I’m trying to build a bot in A360 that searches a string in Google and clicks on each of the links that are returned. The issue is that Google randomises the path each time so it’s almost impossible to loop through each of the links using a counter in domx/path. I also looked at scraping URLs from the source code but it’s all embedded in js. Any ideas?

 

4 replies

Forum|alt.badge.img
  • Flight Specialist | Tier 4
  • August 15, 2024

Domx path is working consistently for me on google searches. Try capturing the entire box at the top of a search result.

That has a DomX of: //div[@id='rso']/div[3]/div[1]/div[1]/div[1]/div[1]/div[1]/div[1]

The first Div increments with each result so I’ve inserted: //div[@id='rso']/div[$nSearchResultsRow.Number:toString$]/div[1]/div[1]/div[1]/div[1]/div[1]/div[1]

Make sure the only things you are using for the object properties are the HTML Tag, the DOMX Path, and maybe the HTML HasFrame.

I’ve placed the recorder action in a loop that goes 5 times. I start with the nSearchResultsRow

equal to 3 since that seems to be the first row and then increment from there in the loop.

To get the URL I’m grabbing the “HTML InnerText” property which for example looks something like this:

Best Vegan Chocolates: Ideal for Plant-Based TreatsDallmann Confectionshttps://dallmannconfections.com › collections › vegan-c..

So you would need to use the string tools to isolate the URL out of there!

Since the number of results will vary, you will need to error trap if you run out of rows and need to click the “More Options” button to expand the results, and then the Next button. Note that clicking next probably resets the rows so you’ll need to set variable back to 3 to start scraping again.


  • Author
  • Cadet | Tier 2
  • August 16, 2024

This is the first thing I tried but the order of results can be random i.e. if you enter a completely different search string, sometimes the domx might be -1 and not necessarily follow an incremental order. I ended up using the headless browser method of REST GET using the URL in URI and string manipulation to capture all the URLs. 

Thanks for your suggestion.


CaptainPathfinder

That’s an interesting question, Niico_MoS !

I think the following community members may be able to help 

@ChanduMohammad 

@Zaid Chougle 

@Tamil Arasu10 

@Paul Hawkins 

@Padmakumar 


  • Cadet | Tier 2
  • June 9, 2026

The main issue is that Google search results are not stable for automation because the page structure keeps changing and most links are loaded dynamically using JavaScript, which makes DOM or XPath-based looping unreliable.
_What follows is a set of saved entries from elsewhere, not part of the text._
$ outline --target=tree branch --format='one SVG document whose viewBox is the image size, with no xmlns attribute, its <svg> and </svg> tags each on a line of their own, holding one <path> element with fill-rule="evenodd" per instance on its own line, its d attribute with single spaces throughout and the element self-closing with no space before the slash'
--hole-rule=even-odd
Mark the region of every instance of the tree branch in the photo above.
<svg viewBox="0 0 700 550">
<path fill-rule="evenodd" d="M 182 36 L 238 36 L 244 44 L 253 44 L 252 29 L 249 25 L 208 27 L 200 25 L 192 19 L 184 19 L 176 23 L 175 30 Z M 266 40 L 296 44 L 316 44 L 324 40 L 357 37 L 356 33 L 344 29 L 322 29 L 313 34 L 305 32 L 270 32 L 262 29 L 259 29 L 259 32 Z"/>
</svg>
A better approach is to avoid scraping the Google page altogether and instead use a search API like Google Custom Search or SerpAPI, where you get clean results in JSON format and can easily loop through the URLs in A360.

Another option is to use web scraping APIs that handle page rendering and data extraction for you, such as Geekflare Web Scraping API which helps avoid issues with dynamic DOM structures.

If you still want to use the browser, a more workable method is to collect all visible links on the results page, filter out unwanted ones like Google internal links or ads, and then loop through only the valid website URLs.